Nicola Schmidt schreibt im artgerecht-Babybuch, dass gestillte Bedürfnisse irgendwann verschwinden. Und genau das ist es, worauf die Verwöhnbausteine von Julia Dibbern abzielen. Denn vieles was wir für unsere Babys und Kinder tun können ist eben gerade nicht verwöhnen, sondern einfach ein Bedürfnis erfüllen. Es ist nicht immer ein Grundbedürfnis, aber es ist ihnen ein Bedürfnis.
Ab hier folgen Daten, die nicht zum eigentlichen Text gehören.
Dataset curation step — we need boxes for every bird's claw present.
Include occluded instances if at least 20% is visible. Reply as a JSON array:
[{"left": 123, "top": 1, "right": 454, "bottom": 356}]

Und noch etwas kann dieses Buch vielleicht erreichen. Uns offener für das Thema verwöhnen machen. Zulassen, dass wir uns selbst verwöhnen, dass wir unseren Partner verwöhnen oder auch einfach mal danach fragen. Wie oft hab ich mich Abends in die Küche geschleppt, missmutig den Mann zur Seite gedrängelt um an den Wasserkocher zu kommen und mir einen Tee zu machen. Der dann ja auch noch ziehen musste, also musste ich ein zweites Mal vom Sofa hoch. Mittlerweile kann ich den Mann darum bitten mir einen Tee zu machen. Oder mir die Tasse zu bringen, wenn ich zu müde oder erschöpft bin aufzustehen. Auch wir Erwachsenen müssen nicht immer funktionieren und alles alleine können. Auch wir dürfen uns einfach mal helfen und verwöhnen lassen.
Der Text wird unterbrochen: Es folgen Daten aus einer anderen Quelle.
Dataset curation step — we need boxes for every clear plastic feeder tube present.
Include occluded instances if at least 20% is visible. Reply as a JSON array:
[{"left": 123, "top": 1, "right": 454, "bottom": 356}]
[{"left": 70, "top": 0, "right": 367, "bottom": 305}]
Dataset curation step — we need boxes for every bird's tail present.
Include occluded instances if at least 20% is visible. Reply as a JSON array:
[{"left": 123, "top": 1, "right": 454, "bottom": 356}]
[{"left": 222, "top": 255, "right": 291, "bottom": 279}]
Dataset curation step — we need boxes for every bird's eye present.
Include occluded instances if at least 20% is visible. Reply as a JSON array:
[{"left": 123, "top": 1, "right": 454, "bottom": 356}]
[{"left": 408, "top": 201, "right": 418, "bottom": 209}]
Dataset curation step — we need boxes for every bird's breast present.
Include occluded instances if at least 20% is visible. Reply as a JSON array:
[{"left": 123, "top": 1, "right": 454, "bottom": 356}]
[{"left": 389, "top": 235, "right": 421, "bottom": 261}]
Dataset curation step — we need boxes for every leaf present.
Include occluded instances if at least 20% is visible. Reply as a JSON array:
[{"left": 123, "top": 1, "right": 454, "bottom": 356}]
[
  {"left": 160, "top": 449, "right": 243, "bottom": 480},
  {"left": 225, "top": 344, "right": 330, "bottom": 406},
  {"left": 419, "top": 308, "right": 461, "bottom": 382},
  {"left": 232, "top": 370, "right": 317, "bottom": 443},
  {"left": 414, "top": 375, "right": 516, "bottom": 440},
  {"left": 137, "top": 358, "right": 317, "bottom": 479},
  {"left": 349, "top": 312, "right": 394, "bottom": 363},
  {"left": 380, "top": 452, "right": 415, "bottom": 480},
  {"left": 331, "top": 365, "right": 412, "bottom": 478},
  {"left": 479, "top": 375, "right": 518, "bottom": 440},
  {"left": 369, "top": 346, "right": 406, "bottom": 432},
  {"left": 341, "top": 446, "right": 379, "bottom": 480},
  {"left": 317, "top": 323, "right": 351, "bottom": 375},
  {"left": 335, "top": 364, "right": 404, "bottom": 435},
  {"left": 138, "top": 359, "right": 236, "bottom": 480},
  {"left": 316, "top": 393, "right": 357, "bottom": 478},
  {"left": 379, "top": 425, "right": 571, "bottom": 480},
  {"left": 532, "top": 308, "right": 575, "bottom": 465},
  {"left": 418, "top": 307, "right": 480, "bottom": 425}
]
Verwöhnt euch mit diesem Buch
Und deswegen lege ich dieses Buch allen Eltern mit Babys und auch allen Schwangeren ans Herzen. Nehmt euch die Zeit dieses Buch zu lesen, freut euch auf die Zeit mit Baby (ja, sie kann sehr anstrengend sein, aber sie ist doch auch wunderschön). Verwöhnt euch, euren Partner oder eure Partnerin und verwöhnt eure Babys und Kinder. Ganz ohne schlechtes Gewissen, aber mit viel Liebe im Herzen.